Sam Altman, le PDG d’OpenAI, a proposé de céder 5 % du capital de l’entreprise à un fonds souverain américain, selon une information du Financial Times publiée le 2 juillet 2026. Les discussions, qualifiées de préliminaires, viseraient à apaiser les tensions politiques croissantes autour de l’industrie de l’intelligence artificielle.
D’après le quotidien financier britannique, qui cite deux personnes proches du dossier, la proposition consisterait à transférer une partie des actions d’OpenAI à un fonds public. L’objectif serait de « garantir de bonnes relations avec l’administration et de répondre aux critiques politiques », selon les termes rapportés par le Financial Times.
L’idée n’est pas nouvelle. En juin, la chaîne CNBC avait déjà fait état de discussions similaires, confirmées par le président Donald Trump lui-même.
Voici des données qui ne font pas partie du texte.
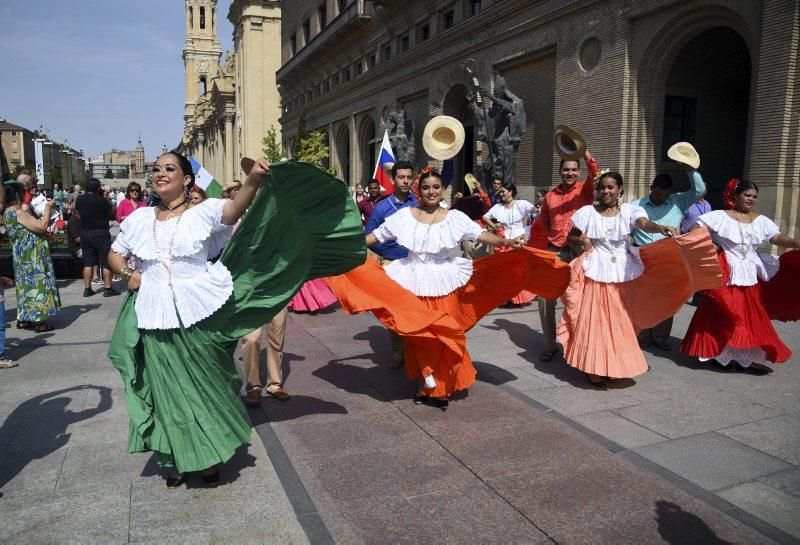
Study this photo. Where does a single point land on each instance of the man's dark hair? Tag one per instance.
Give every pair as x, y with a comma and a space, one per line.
402, 165
93, 186
663, 181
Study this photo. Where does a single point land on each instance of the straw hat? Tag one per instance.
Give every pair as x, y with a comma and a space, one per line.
443, 137
684, 152
569, 144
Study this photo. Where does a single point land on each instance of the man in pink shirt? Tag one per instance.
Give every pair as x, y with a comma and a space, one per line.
552, 226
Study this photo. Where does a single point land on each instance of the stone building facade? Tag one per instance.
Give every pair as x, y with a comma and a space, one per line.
633, 76
230, 106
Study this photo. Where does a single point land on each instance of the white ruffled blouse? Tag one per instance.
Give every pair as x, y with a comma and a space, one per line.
429, 270
613, 258
184, 247
739, 241
513, 219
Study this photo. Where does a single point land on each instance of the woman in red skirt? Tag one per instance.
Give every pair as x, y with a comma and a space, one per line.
432, 298
732, 323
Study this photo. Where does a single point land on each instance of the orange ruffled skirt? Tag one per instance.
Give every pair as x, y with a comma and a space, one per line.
434, 328
601, 320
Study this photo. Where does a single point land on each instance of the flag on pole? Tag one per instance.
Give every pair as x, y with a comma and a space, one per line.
204, 179
385, 156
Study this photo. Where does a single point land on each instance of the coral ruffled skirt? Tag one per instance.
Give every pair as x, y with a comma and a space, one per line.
434, 328
733, 322
601, 320
313, 296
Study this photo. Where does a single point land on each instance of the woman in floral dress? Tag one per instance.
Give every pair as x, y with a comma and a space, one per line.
37, 292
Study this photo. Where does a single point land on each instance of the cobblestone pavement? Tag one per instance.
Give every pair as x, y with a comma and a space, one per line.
685, 454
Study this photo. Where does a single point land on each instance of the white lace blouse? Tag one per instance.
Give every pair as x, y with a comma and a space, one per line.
512, 218
429, 270
177, 250
613, 258
739, 242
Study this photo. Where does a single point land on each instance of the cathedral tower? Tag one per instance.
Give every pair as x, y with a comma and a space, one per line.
201, 51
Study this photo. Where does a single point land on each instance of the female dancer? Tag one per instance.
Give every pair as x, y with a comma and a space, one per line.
619, 289
431, 298
514, 215
175, 336
732, 323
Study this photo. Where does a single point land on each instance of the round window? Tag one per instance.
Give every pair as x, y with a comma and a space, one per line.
589, 54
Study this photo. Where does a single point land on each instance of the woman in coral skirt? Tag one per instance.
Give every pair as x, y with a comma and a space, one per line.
732, 323
617, 289
514, 216
315, 295
431, 298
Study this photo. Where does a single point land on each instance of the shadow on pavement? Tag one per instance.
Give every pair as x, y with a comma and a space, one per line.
47, 417
678, 526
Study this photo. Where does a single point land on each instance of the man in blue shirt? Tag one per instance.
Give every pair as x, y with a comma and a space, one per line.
666, 208
402, 176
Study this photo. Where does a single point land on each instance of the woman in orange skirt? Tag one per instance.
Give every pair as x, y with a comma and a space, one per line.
617, 289
431, 298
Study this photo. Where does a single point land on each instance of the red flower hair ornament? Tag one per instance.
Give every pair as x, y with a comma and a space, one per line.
729, 195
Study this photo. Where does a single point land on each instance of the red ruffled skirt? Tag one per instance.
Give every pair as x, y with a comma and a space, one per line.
313, 296
434, 328
734, 321
601, 320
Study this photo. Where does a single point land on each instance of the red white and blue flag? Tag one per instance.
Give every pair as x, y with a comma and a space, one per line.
385, 156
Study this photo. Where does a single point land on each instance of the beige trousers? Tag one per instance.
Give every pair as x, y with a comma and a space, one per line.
547, 307
251, 353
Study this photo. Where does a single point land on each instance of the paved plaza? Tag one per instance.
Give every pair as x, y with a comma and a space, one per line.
534, 454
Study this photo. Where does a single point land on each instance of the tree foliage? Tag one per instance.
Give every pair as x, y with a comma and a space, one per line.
271, 149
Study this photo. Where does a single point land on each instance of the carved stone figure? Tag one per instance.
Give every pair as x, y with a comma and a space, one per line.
401, 135
501, 126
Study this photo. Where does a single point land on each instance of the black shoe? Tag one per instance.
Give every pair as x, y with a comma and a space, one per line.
212, 479
756, 369
175, 481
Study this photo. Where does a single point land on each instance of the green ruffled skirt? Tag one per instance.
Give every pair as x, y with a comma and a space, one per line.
181, 385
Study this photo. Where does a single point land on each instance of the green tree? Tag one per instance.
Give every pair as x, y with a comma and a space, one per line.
271, 149
313, 148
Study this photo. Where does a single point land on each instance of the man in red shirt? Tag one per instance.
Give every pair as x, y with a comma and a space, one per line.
552, 226
366, 206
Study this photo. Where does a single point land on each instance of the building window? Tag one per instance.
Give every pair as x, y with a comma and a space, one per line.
424, 32
404, 43
680, 116
448, 19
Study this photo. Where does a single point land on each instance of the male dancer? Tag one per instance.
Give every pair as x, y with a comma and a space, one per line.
665, 208
554, 223
403, 176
Ce dernier avait alors évoqué des « concepts où des parts pourraient être données au public américain, le public américain devenant un partenaire des entreprises ».
À l’époque, aucune précision n’avait été fournie sur la taille de la participation envisagée. La proposition actuelle fixe ce seuil à 5 %, un montant qui représenterait environ 42 milliards de dollars sur la base des valorisations récentes d’OpenAI.
Une proposition qui s’inscrit dans un débat plus large
Sam Altman défend publiquement l’idée d’un fonds public dédié à l’IA depuis plusieurs mois. En avril 2026, OpenAI avait publié un document d’orientation intitulé « Industrial Policy for the Intelligence Age », qui proposait la création d’un fonds souverain capable d’investir directement dans les laboratoires d’IA et les entreprises déployant ces technologies.
« Les rendements du fonds pourraient être distribués directement aux citoyens, permettant à davantage de personnes de participer directement aux bénéfices de la croissance tirée par l’IA, indépendamment de leur richesse initiale ou de leur accès au capital », détaillait le document.
Le projet de loi Sanders, une alternative plus radicale
La proposition d’OpenAI intervient dans un contexte de pression législative croissante. En juin, le sénateur Bernie Sanders a déposé un projet de loi baptisé « American AI Sovereign Wealth Fund Act », qui prévoit une taxation unique de 50 % des actions des entreprises d’IA considérées comme « systémiquement importantes ».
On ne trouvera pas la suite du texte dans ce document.